In fact, Lieutenant General John Nicholson told the US Senate Armed Services Committee during hearings when he was picked to lead the US and NATO forces in Afghanistan in January 2016 that the US counterterrorism operations in Afghanistan were not targeting the Haqqani network of militants.
To quote the general: “They are not part of that designation right now … The Haqqanis are principally a focus of the Afghan security forces.”
Nicholson gave a labored explanation that the US counterterrorism actions focused on al-Qaeda and Islamic State. The US expected Pakistan to put enough pressure on the Haqqanis to prevent cross-border attacks.
The four-star general indulged in this sophistry eight years after the Haqqani Network’s attack on the Indian Embassy in Kabul.
It is a matter of shame and disgust, nothing less, that India’s Afghan policies all along toed the US line in Afghanistan – right up to this day, so much so that Indian Prime Minister Narendra Modi is reportedly looking forward to discussing with President Joe Biden on the sidelines of the Quad summit in Washington how the coordination can be strengthened in the current circumstances.
By the way, who is Maulawi Amir Khan Muttaqi, the foreign minister-designate in the interim government?
Peter Tomsen, US special envoy on Afghanistan from 1989 to 1992, has written in his classic work The Wars of Afghanistan: Messianic Terrorism, Tribal Conflicts, and the Failures of Great Powers that then-Pakistani president Pervez Musharraf personally called US president George W Bush on or about November 2001 for a VIP airlift out of Kunduz, which was besieged by the Northern Alliance militia under Rashid Dostum (with support of US Special Forces) in the downstream of the September 11 attacks.

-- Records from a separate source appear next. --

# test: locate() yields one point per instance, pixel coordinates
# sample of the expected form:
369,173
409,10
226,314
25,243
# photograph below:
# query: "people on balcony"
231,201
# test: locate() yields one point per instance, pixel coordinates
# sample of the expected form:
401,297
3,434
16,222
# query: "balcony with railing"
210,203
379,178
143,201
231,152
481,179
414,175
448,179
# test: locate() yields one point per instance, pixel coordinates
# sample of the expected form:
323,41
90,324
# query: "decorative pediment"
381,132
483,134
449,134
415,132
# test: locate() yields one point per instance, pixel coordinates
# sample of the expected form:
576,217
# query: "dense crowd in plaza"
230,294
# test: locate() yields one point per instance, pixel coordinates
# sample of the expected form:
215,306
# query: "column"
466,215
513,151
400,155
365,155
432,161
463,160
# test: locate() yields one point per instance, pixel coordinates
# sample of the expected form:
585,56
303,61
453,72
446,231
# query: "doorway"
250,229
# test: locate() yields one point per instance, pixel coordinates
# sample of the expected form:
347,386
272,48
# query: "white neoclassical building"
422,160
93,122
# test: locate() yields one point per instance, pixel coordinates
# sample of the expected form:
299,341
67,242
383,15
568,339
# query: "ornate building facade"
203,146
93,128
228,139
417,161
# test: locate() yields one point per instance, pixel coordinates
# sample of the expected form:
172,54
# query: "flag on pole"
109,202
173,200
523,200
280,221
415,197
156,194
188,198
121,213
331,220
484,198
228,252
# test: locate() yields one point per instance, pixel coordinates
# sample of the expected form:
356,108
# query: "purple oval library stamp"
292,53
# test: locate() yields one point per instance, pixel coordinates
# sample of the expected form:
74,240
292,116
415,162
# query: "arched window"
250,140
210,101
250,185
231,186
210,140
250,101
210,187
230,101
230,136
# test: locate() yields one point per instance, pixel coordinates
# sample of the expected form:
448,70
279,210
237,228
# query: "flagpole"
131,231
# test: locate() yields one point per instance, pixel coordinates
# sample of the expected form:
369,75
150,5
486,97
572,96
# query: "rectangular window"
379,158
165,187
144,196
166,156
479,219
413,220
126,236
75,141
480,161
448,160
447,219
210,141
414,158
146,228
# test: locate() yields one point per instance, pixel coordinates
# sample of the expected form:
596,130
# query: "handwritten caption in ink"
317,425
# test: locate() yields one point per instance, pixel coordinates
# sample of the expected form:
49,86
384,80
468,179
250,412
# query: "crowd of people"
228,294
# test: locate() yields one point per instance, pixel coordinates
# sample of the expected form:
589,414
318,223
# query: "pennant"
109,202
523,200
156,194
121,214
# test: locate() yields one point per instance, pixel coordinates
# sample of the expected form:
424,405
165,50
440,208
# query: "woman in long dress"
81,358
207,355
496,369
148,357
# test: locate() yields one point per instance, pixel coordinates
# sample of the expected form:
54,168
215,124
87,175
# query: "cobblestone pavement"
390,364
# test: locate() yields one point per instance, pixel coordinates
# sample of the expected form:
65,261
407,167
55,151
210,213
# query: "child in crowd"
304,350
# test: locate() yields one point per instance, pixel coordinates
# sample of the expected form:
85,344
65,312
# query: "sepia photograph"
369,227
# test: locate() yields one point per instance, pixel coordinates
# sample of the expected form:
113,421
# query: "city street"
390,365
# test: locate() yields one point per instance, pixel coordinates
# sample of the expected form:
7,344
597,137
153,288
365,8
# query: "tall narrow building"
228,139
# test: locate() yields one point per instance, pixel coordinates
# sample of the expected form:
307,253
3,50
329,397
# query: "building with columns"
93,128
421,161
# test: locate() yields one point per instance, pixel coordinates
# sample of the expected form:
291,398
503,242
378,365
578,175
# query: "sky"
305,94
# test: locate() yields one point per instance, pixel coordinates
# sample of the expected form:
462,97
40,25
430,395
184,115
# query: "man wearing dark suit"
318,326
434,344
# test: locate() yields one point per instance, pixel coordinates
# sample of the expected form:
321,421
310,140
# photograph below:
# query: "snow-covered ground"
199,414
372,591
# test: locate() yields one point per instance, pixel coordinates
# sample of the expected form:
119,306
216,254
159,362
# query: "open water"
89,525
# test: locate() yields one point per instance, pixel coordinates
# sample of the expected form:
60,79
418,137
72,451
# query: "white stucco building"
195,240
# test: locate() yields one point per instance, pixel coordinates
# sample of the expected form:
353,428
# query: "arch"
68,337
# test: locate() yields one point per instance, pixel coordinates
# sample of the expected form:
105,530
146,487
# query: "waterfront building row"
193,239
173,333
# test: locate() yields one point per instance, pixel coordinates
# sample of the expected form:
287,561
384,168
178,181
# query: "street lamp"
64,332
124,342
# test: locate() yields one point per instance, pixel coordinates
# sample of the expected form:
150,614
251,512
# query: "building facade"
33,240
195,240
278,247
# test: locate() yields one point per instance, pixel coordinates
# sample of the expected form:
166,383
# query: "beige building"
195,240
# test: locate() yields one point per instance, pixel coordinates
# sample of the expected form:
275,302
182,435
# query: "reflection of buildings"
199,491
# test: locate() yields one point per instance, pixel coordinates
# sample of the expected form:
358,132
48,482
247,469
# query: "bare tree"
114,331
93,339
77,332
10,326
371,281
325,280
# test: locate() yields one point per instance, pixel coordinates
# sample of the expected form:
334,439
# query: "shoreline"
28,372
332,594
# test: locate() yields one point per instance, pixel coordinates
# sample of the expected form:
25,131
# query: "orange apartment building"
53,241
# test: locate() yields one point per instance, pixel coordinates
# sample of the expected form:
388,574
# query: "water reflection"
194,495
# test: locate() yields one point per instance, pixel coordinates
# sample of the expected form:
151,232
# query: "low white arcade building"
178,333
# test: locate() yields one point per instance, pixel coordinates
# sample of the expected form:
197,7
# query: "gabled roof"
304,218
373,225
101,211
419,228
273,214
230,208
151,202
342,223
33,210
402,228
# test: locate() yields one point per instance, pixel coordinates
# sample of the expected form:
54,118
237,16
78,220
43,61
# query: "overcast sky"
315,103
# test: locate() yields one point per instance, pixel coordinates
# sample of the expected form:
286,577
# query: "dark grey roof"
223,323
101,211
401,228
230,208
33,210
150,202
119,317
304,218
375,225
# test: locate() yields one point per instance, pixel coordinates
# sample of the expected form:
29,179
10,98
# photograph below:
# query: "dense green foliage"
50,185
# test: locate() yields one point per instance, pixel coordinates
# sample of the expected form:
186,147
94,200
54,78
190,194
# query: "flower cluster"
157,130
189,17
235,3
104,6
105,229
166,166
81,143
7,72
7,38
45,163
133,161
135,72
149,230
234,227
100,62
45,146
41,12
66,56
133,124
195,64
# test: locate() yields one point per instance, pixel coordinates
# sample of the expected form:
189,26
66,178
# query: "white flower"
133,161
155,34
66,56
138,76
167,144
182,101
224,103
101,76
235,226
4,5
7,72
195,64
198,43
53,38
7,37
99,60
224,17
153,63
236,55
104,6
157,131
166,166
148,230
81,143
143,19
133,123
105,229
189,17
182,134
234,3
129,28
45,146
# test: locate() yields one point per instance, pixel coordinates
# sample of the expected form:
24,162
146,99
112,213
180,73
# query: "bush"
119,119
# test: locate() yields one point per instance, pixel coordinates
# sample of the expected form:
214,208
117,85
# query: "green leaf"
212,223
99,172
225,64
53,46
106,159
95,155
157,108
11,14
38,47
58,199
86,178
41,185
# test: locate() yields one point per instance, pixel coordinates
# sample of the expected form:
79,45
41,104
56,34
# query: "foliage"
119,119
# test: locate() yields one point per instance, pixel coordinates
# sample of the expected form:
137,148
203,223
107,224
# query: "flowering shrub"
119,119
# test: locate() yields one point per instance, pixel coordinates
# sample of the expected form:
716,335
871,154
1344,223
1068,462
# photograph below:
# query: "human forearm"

Bush and vice president Dick Cheney expressly approved Musharraf’s personal request. The well-known investigative journalist Seymour Hersh later wrote, based on a briefing from ex-CIA sources, that US Central Command set up a special air corridor out of Kunduz to ensure the safety of the Pakistani military flights.
Close to 1,000 people were evacuated, including al-Qaeda members, in the Kunduz airlift (known famously as the “Airlift of Evil”) to remote bases in Chitral and Gilgit in Pakistan-administered Kashmir. And the grapevine is that one of the VIPs so evacuated was Maulawi Amir Khan Muttaqi, apart from senior Pakistani military officials. The ISI saw greater destiny for Muttaqi.
Can Pakistan get away with all this? This interim government won’t fly easily, but it won’t wither away either, although it can be recast. The regional capitals will react – Tehran and Moscow (and possibly even Beijing). They have been taken for a ride by the Pakistani narrative of “inclusive government.”
Pakistan dared to push the envelope with the cool assessment that the US and its Western allies will engage with the Taliban once the dust settled down. The visit by UK Foreign Secretary Dominic Rabb on September 3 to Islamabad was the clincher.
On September 5, General Hameed took off for Kabul. By September 7, we already saw the Taliban’s response to his dog whistle.